Cancer Survivors Have Unmet Emotional Needs
In Georgia, there are currently close to 410,740 cancer survivors. New research shows that many of these survivors have unmet emotional needs related to cancer survivorship and few of these patients receive survivorship resources to address these needs. However, patients that do access these resources overwhelmingly find them helpful. Further outreach is needed to address unresolved distress tied to cancer survivorship and to better understand issues around access to evidence-based survivorship resources, particularly among survivors with limited English proficiency, lacking access to technology, and in minority populations.
These findings emerged as part of a statewide needs assessment conducted by the Georgia Cancer Control Consortium’s (GC3’s) Survivorship Working Group, which is facilitated by the Georgia Health Policy Center, to understand the physical, psychosocial, practical and spiritual needs of adult cancer survivors to better understand unmet needs. GC3 leads the state’s Cancer Control Plan. One of the eight priorities of the plan focuses on survivorship.
As part of the needs assessment the Georgia Center for Oncology Research and Education facilitated a survey of Georgia cancer survivors. Online and paper-based surveys were distributed through survivorship programs of 40 Georgia hospitals accredited by the Commission on Cancer and community-based organizations serving cancer survivors.

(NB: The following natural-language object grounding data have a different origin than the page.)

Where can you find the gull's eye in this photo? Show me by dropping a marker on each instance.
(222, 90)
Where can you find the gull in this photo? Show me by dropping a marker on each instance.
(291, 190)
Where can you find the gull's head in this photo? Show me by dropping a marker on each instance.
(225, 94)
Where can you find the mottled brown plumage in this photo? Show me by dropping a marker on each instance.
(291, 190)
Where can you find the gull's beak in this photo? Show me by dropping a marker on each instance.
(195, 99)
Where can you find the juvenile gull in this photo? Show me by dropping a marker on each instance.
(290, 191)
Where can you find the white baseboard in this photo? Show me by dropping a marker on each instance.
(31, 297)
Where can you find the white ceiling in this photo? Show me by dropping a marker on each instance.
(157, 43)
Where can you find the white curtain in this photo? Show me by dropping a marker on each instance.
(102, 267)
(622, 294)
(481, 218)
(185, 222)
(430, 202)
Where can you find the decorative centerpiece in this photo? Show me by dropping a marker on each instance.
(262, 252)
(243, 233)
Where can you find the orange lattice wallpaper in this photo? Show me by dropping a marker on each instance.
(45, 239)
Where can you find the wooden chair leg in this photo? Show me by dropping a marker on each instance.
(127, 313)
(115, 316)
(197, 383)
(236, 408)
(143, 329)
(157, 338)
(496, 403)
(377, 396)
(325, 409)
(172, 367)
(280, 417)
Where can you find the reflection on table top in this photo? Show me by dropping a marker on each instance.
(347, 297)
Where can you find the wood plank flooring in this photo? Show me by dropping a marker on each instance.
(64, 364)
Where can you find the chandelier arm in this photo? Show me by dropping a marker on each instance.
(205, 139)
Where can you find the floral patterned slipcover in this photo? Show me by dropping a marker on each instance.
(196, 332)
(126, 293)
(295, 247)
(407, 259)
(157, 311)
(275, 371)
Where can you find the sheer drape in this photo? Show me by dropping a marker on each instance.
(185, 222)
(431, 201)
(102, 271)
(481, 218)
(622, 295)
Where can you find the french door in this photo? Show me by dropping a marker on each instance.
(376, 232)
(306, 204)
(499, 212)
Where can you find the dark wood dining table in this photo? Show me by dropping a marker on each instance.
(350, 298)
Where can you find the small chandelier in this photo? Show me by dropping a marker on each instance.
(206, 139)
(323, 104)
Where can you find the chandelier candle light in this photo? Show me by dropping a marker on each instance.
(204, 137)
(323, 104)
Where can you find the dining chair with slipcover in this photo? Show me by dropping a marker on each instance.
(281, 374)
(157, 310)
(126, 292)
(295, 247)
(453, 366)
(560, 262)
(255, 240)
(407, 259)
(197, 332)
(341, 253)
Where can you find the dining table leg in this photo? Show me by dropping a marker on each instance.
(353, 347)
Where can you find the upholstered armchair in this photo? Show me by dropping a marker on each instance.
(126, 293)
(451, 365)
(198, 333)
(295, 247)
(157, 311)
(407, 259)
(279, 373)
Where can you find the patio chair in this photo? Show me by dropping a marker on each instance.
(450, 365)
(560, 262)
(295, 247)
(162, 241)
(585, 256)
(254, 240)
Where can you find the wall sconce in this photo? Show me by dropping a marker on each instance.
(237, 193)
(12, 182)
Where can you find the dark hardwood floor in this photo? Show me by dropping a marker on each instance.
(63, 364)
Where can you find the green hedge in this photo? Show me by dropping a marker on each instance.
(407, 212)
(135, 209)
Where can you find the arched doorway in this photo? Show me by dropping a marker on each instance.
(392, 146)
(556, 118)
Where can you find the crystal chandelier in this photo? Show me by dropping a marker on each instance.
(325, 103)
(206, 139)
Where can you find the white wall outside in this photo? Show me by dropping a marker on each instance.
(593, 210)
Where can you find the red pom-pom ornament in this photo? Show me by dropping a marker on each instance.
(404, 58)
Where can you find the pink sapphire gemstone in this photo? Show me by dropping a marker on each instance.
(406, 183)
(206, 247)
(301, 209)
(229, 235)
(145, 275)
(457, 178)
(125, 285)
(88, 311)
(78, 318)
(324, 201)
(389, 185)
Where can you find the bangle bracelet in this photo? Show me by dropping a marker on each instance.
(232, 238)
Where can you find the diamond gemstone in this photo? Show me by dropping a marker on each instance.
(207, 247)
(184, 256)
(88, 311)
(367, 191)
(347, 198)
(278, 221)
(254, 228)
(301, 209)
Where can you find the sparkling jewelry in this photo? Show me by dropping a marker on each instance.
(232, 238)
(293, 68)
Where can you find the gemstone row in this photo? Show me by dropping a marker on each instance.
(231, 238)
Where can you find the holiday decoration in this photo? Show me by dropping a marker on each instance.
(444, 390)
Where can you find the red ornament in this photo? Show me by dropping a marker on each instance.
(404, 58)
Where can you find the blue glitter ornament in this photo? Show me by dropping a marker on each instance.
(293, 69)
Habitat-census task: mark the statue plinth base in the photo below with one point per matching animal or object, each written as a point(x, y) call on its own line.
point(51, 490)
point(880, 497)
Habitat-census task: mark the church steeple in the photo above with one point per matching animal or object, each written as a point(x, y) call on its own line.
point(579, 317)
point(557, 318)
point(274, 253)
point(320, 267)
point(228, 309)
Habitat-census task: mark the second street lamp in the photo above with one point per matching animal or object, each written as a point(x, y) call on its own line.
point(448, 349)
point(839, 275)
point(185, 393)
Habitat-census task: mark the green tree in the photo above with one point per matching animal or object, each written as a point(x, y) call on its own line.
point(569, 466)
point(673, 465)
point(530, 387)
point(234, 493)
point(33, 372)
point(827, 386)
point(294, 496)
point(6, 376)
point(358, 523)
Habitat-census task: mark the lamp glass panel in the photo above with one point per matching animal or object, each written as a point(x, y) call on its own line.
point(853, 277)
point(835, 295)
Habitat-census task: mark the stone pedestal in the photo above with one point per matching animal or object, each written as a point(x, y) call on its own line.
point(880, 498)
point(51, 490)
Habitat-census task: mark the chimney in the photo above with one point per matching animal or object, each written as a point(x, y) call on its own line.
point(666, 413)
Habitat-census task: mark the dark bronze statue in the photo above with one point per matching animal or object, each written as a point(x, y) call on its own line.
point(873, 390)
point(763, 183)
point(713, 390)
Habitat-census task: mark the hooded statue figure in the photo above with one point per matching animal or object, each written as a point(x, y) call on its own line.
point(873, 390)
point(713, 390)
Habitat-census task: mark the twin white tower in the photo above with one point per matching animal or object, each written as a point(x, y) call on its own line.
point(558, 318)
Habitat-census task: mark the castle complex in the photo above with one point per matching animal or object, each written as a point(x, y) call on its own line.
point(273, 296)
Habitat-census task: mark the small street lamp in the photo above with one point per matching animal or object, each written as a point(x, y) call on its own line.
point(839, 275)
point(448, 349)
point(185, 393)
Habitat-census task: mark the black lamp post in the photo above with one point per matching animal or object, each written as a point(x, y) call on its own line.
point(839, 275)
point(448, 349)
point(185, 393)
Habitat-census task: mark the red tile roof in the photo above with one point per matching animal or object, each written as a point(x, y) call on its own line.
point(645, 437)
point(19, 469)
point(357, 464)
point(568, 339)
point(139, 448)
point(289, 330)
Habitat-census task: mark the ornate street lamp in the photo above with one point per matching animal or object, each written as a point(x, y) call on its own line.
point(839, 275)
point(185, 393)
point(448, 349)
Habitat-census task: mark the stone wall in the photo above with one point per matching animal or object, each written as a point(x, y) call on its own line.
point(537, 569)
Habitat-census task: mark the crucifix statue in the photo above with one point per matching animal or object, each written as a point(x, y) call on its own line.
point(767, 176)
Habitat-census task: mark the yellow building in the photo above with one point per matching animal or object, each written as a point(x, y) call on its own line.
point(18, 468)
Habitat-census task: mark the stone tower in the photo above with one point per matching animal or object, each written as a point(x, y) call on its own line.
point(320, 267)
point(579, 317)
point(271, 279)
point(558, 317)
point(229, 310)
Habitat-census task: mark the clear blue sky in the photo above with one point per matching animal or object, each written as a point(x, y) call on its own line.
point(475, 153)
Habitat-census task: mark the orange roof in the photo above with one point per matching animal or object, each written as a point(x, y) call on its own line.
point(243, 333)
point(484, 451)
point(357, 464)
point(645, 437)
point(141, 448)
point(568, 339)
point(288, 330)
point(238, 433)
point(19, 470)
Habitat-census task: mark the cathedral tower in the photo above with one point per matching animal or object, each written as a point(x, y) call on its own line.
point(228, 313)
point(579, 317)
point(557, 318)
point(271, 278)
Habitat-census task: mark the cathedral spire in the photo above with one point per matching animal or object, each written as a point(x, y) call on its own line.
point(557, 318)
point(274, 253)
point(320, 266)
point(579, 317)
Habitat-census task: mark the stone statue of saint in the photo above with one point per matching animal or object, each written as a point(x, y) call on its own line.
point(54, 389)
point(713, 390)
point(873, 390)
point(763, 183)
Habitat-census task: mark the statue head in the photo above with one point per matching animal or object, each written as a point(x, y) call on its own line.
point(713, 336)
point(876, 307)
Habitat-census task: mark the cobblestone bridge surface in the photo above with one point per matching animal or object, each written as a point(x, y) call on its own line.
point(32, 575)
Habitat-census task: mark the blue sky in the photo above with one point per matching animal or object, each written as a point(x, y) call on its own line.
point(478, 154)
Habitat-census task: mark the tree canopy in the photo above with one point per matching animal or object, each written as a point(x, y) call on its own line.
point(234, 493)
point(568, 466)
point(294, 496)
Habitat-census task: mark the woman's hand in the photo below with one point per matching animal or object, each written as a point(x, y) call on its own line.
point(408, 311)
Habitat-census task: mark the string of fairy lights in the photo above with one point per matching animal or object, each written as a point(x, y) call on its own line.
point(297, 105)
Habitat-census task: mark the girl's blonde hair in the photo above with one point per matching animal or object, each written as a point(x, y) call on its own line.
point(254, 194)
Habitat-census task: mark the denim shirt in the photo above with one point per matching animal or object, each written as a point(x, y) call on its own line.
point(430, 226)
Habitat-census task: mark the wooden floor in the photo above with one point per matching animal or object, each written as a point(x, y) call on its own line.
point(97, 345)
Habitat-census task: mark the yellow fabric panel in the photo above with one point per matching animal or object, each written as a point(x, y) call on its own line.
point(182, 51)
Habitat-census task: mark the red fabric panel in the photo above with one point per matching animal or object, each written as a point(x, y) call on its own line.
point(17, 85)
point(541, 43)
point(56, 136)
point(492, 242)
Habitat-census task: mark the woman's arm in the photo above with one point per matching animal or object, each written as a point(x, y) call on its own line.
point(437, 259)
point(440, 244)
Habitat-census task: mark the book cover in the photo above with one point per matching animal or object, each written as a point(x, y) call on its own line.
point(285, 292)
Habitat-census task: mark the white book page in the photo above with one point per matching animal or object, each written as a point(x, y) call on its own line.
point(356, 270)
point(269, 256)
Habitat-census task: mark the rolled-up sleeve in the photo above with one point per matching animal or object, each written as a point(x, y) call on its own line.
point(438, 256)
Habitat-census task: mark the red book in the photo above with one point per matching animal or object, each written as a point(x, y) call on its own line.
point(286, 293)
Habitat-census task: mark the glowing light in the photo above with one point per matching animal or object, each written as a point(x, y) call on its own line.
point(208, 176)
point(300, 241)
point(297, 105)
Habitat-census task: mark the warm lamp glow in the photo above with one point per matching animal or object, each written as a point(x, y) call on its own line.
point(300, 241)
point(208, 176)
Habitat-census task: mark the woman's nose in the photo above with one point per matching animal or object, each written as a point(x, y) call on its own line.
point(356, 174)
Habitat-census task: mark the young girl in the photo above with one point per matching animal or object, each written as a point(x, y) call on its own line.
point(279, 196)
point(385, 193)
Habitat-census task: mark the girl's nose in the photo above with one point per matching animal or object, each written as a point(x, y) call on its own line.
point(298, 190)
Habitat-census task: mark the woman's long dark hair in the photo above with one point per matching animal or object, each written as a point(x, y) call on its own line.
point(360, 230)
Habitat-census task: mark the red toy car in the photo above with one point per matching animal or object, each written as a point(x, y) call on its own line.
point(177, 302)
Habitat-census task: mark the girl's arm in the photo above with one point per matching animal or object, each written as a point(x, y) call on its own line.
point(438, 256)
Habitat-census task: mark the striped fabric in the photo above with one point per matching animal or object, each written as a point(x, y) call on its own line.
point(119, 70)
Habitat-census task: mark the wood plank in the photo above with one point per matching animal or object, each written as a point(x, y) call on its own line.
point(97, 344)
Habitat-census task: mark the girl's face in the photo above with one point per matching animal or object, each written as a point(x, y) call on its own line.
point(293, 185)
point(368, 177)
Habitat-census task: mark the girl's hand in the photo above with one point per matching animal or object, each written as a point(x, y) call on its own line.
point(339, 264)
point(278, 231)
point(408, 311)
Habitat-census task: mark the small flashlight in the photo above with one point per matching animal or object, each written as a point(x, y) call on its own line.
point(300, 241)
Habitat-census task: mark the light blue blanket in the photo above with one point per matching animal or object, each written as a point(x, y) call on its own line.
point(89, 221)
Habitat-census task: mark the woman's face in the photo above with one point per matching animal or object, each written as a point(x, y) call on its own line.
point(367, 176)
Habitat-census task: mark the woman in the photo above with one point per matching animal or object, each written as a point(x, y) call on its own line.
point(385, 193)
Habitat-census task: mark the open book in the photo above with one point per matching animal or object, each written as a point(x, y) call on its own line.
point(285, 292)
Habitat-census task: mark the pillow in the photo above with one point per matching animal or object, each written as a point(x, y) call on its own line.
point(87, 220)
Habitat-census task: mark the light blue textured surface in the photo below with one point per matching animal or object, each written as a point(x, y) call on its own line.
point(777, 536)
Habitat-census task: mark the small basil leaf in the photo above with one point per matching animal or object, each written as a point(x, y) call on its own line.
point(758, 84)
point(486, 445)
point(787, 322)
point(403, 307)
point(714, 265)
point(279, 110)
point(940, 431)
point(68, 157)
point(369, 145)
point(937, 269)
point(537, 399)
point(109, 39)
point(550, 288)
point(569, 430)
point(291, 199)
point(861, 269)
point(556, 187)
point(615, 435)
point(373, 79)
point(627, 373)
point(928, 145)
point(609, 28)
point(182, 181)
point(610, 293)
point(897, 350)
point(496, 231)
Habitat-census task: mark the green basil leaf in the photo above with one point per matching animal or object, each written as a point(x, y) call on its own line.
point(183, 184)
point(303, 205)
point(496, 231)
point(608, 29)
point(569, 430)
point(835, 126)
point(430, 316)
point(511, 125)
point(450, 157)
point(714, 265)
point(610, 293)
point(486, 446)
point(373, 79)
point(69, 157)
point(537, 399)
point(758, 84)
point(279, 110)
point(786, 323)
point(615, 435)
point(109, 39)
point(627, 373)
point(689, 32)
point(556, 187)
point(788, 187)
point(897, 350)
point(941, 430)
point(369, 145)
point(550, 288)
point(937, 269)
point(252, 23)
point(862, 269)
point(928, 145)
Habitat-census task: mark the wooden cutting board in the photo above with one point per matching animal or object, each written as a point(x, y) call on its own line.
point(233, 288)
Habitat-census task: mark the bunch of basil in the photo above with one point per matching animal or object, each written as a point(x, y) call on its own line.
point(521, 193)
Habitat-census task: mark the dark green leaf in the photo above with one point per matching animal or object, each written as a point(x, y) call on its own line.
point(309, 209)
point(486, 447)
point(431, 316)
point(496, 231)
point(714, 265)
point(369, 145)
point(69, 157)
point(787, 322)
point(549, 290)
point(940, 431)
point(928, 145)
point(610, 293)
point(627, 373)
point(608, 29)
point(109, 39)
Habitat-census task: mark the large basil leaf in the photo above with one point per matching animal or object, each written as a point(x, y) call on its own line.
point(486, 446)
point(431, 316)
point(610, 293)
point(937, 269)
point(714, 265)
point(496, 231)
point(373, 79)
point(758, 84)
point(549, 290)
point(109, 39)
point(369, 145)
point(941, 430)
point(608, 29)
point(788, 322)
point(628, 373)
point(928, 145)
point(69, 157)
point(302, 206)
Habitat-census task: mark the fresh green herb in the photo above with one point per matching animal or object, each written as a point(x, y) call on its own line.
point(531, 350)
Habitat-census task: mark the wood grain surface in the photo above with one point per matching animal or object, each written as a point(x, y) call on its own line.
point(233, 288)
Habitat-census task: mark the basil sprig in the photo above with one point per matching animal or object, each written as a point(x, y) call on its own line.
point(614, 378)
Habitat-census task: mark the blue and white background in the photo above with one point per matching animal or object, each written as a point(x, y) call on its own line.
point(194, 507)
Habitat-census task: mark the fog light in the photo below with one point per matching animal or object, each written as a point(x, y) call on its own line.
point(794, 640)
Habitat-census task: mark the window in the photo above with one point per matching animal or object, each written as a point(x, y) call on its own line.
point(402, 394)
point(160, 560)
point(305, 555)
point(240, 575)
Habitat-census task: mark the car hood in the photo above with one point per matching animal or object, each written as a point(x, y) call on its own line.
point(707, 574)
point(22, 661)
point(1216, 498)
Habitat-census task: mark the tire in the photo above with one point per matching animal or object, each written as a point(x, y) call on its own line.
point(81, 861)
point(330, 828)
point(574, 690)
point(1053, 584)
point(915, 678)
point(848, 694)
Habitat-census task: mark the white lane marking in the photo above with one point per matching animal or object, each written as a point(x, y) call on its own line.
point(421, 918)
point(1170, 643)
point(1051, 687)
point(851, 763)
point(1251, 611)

In total, 740 responses were received from September to December 2014. The majority of respondents were female (78 percent), white (83 percent), college-educated (55 percent), insured (97 percent), and within five years post treatment (81 percent).
A high proportion of survivors reported moderate to extreme levels of emotional distress with: depression (32.7 percent), anxiety (32.1 percent) and stress (30.2 percent). More than half of survivors reported receiving little or no assistance from health care providers for these needs. Just over one-third of survivors received a survivorship care plan, although nearly all who received it (98 percent) reported it was helpful.
“Our results demonstrate the unique needs of cancer survivors in the state and the need for providers to understand and be responsive to survivors’ unmet needs and levels of distress,” says Angela Patterson, vice president of the Georgia Center for Oncology Research and Education, and GC3 Survivorship Working Group chair. “Providers need to understand these deficits to inform practice and guide survivors towards evidence–based approaches and services.”
Criss Hopson, a senior research associate at the Georgia Health Policy Center, acknowledges that racial and ethnic minority groups and people from socioeconomically disadvantaged backgrounds were underrepresented in survey responses. To address this shortcoming, a second phase of survey planning is ongoing among vulnerable populations in the state, including residents that have limited English proficiency or are low-income, reside in rural areas, are undocumented immigrants, or from minority groups that experience health disparities in cancer prevalence and mortality rates.
The poster “Assessing Needs among Cancer Survivors in Georgia” was presented at the American Public Health Association annual meeting Oct. 29-Nov. 2 in Denver, CO. Co-authors include Angela Patterson, from the Georgia Center for Oncology Research and Education; Cam Escoffery, from Rollins School of Public Health at Emory University; Mohammad Khalaf, formerly from GHPC; Joan Giblin, from Winship Cancer Institute at Emory University; Karuna Ramachandran, from the Center for Pan Asian Community Services; and Rachel Cannady, from the American Cancer Society.